O caso que começa a ser julgado esta terça-feira no Vaticano, conhecido como Vatileaks II, põe em causa a seriedade do trabalho de todos os funcionários do Vaticano, pelo que estes estão a acompanhar o processo com particular interesse. É a opinião de Saturino Gomes, padre que, em 2014, foi nomeado para trabalhar na Rota Romana, um dos tribunais canónicos da Santa Sé.
O ambiente em Roma, por estes dias, é de expectativa, diz o padre português a trabalhar na capital italiana: “O ambiente em geral é, não diria de angústia, mas de expectativa e de serenidade e de confiança na justiça da Igreja e do Estado do Vaticano.”
“Há também uma preocupação, com certeza, por parte daqueles que trabalham na Cúria Romana no Estado do Vaticano. Estes problemas põem em causa também a confiança e a seriedade do trabalho que é realizado pelas pessoas. O facto de isto ter sido causado por este grupo de pessoas não quer dizer que os outros funcionários estejam ao mesmo nível ou devam ser também consideradas por tabela", acrescenta.
Os procuradores do Vaticano formularam acusação contra três ex-funcionários da Santa Sé, entre os quais um sacerdote, e o seu secretário pessoal, e uma especialista em Relações Públicas que desempenharam funções num órgão encarregado de ajudar a reformar os departamentos financeiros do Vaticano. Os outros dois acusados são os jornalistas Gianluigi Nuzzi e Emiliano Fittipaldi.
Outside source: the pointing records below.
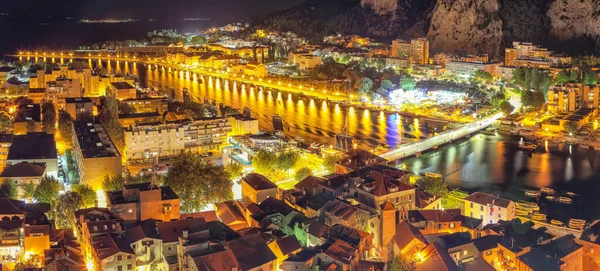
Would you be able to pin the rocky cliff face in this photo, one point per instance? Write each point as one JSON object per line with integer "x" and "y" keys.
{"x": 572, "y": 19}
{"x": 470, "y": 26}
{"x": 381, "y": 7}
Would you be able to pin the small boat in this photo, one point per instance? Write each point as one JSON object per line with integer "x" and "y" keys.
{"x": 548, "y": 190}
{"x": 521, "y": 213}
{"x": 528, "y": 146}
{"x": 565, "y": 200}
{"x": 557, "y": 222}
{"x": 433, "y": 175}
{"x": 533, "y": 193}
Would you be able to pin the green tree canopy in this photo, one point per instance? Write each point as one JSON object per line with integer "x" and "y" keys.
{"x": 302, "y": 173}
{"x": 88, "y": 195}
{"x": 47, "y": 190}
{"x": 64, "y": 208}
{"x": 198, "y": 183}
{"x": 407, "y": 82}
{"x": 48, "y": 117}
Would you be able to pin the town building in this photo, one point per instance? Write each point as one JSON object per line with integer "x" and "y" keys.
{"x": 138, "y": 202}
{"x": 27, "y": 119}
{"x": 34, "y": 148}
{"x": 57, "y": 91}
{"x": 202, "y": 135}
{"x": 123, "y": 90}
{"x": 95, "y": 154}
{"x": 401, "y": 49}
{"x": 24, "y": 230}
{"x": 420, "y": 51}
{"x": 147, "y": 105}
{"x": 255, "y": 69}
{"x": 468, "y": 69}
{"x": 489, "y": 208}
{"x": 24, "y": 174}
{"x": 256, "y": 188}
{"x": 5, "y": 142}
{"x": 77, "y": 106}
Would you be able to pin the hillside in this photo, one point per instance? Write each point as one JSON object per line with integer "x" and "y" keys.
{"x": 469, "y": 26}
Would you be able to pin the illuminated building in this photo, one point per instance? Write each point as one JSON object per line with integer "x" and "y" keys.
{"x": 138, "y": 202}
{"x": 304, "y": 60}
{"x": 468, "y": 69}
{"x": 124, "y": 90}
{"x": 566, "y": 98}
{"x": 202, "y": 135}
{"x": 401, "y": 49}
{"x": 256, "y": 188}
{"x": 5, "y": 142}
{"x": 76, "y": 106}
{"x": 34, "y": 148}
{"x": 23, "y": 174}
{"x": 488, "y": 208}
{"x": 420, "y": 51}
{"x": 255, "y": 69}
{"x": 95, "y": 154}
{"x": 27, "y": 118}
{"x": 150, "y": 104}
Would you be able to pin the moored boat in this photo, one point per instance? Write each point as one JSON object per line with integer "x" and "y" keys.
{"x": 565, "y": 200}
{"x": 557, "y": 222}
{"x": 548, "y": 190}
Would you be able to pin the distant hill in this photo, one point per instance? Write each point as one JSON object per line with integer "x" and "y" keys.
{"x": 469, "y": 26}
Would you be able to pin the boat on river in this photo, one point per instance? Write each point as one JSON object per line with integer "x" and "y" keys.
{"x": 565, "y": 200}
{"x": 548, "y": 190}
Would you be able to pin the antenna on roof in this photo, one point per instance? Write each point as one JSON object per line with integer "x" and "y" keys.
{"x": 155, "y": 166}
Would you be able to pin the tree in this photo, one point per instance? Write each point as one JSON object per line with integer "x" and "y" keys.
{"x": 387, "y": 84}
{"x": 433, "y": 185}
{"x": 302, "y": 173}
{"x": 264, "y": 162}
{"x": 407, "y": 82}
{"x": 330, "y": 160}
{"x": 64, "y": 208}
{"x": 28, "y": 191}
{"x": 365, "y": 86}
{"x": 287, "y": 160}
{"x": 402, "y": 263}
{"x": 8, "y": 189}
{"x": 47, "y": 190}
{"x": 65, "y": 127}
{"x": 31, "y": 127}
{"x": 570, "y": 127}
{"x": 234, "y": 170}
{"x": 506, "y": 107}
{"x": 198, "y": 183}
{"x": 114, "y": 183}
{"x": 5, "y": 121}
{"x": 88, "y": 195}
{"x": 483, "y": 76}
{"x": 110, "y": 120}
{"x": 48, "y": 117}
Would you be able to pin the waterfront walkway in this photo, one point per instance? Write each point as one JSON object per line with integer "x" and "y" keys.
{"x": 406, "y": 150}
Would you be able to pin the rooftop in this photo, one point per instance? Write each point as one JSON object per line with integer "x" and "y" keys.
{"x": 121, "y": 85}
{"x": 258, "y": 182}
{"x": 32, "y": 146}
{"x": 94, "y": 142}
{"x": 487, "y": 199}
{"x": 24, "y": 169}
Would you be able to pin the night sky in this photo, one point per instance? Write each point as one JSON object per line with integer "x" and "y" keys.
{"x": 221, "y": 11}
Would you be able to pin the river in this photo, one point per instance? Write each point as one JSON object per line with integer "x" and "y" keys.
{"x": 487, "y": 163}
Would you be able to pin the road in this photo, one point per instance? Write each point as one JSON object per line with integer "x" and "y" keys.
{"x": 442, "y": 138}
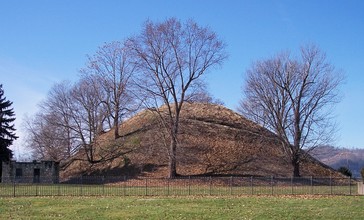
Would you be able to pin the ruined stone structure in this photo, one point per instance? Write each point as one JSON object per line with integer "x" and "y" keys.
{"x": 30, "y": 172}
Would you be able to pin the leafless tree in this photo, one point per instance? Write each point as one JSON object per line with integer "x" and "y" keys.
{"x": 49, "y": 132}
{"x": 294, "y": 99}
{"x": 171, "y": 58}
{"x": 112, "y": 68}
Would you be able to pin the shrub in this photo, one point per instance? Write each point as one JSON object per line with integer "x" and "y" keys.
{"x": 346, "y": 171}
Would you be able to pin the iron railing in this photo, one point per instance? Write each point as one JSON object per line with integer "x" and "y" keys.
{"x": 124, "y": 186}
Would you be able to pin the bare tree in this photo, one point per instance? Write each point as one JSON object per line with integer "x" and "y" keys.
{"x": 294, "y": 99}
{"x": 171, "y": 59}
{"x": 112, "y": 68}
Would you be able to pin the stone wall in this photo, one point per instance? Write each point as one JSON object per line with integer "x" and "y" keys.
{"x": 30, "y": 172}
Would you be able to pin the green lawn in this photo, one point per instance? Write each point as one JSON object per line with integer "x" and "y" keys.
{"x": 186, "y": 207}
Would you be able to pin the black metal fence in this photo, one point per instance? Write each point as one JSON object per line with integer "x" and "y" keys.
{"x": 235, "y": 186}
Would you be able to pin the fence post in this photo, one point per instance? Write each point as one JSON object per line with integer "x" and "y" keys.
{"x": 251, "y": 184}
{"x": 189, "y": 185}
{"x": 81, "y": 185}
{"x": 124, "y": 186}
{"x": 146, "y": 186}
{"x": 210, "y": 186}
{"x": 231, "y": 185}
{"x": 103, "y": 185}
{"x": 167, "y": 186}
{"x": 350, "y": 185}
{"x": 14, "y": 187}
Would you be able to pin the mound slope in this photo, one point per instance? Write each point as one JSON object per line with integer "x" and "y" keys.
{"x": 213, "y": 140}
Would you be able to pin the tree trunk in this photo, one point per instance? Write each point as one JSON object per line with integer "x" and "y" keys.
{"x": 296, "y": 168}
{"x": 172, "y": 158}
{"x": 116, "y": 124}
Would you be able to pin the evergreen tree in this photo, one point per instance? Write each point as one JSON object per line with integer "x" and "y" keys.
{"x": 7, "y": 130}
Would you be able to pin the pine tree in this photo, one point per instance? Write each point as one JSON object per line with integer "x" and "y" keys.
{"x": 7, "y": 130}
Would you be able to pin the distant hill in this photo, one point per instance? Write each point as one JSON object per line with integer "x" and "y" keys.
{"x": 213, "y": 140}
{"x": 338, "y": 157}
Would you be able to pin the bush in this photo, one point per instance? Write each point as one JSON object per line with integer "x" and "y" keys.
{"x": 346, "y": 171}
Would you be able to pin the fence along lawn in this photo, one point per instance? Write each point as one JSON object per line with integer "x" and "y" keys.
{"x": 211, "y": 186}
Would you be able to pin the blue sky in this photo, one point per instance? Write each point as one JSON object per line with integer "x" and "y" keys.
{"x": 43, "y": 42}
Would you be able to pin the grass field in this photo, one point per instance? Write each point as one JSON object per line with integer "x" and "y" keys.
{"x": 186, "y": 207}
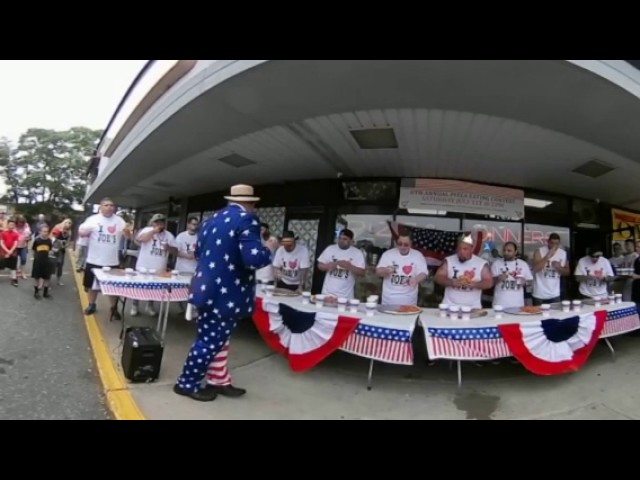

Entre os funcionários do Vaticano, existe também muita incompreensão pelo que terá motivado, pelo menos, três dos arguidos a roubar e fornecer aos jornalistas que, depois, os usaram para escrever livros com revelações sobre o Vaticano. “Lamentam que isto tenha acontecido quando as pessoas tinham confiança recebida pelo Papa para trabalharem ao serviço da Igreja e depois acontecem estes crimes. É uma falta de confiança que leva a preocupar e a interrogar-se de facto, sobre qual é a motivação das pessoas para agirem deste modo.”
Extradição?
Os cinco acusados vão ser julgados num tribunal civil do Vaticano, ao abrigo de um código que é diferente do canónico. “O Estado da cidade do Vaticano tem as suas leis próprias. Com certeza que a fonte primária são sempre as normas canónicas. Depois, há uma lei fundamental do Estado da cidade do Vaticano, há uma lei do Governo do Estado da Cidade do Vaticano. Estas duas foram promulgadas no pontificado de João Paulo II. Depois, há outras leis de carácter penal, administrativo, de aplicação da justiça e de vários estádios de funcionamento do Estado da Cidade do Vaticano”, explica o padre Saturino, acrescentando que se trata do mesmo tribunal que julgou um arcebispo polaco que foi acusado, recentemente, de pedofilia.
“Este tribunal também tem as suas leis, tem o código civil, penal, muitas das normas também servem-se do Estado italiano, outras do direito canónico, mas tem leis próprias”, explica. A relação com o Estado italiano é compreensível, uma vez que o Vaticano é um enclave no território italiano, mas neste processo em particular há uma diferença entre os códigos civis dos dois estados que é da maior importância, uma vez que a lei italiana garante e protege a confidencialidade das fontes jornalísticas, mas a lei do Vaticano não.
“Há essa lei do Estado italiano, mas, por outro lado, a própria lei do Estado da Cidade do Vaticano é bem clara quanto a alguns crimes que sejam cometidos, sejam eles de que ordem forem. Dizem, por exemplo, que quem procurar legitimamente revelar notícias ou documentos cuja divulgação seja proibida é punido também com a prisão”, com agravantes para “conluios ou associações para maquinar contra a Igreja ou o Estado da Cidade do Vaticano e que se reúnem, como é o caso dessas cinco pessoas, para divulgar documentos secretos.”
Este choque de legislações poderá vir a causar alguma tensão no futuro, sobretudo no caso de os dois jornalistas serem condenados, uma vez que nem Nuzzi, nem Fittipaldi se dispuseram a colaborar com o Vaticano no processo. Nesse caso, o Vaticano poderá pedir a extradição dos condenados, para cumprirem pena no Vaticano, e caberá ao Estado italiano decidir se cumpre com o pedido ou não.
Mais importante, diz o padre Saturino Gomes, é que seja feita justiça. “Vai ser um processo de que o Papa tem conhecimento, com certeza, e que vai por diante para se apurarem as responsabilidades e a verdade de tudo isto, porque não se pode admitir, em qualquer organização, nomeadamente aqui na Igreja, no Estado do Vaticano. Se as pessoas têm responsabilidades sérias não podem cometer estes delitos.”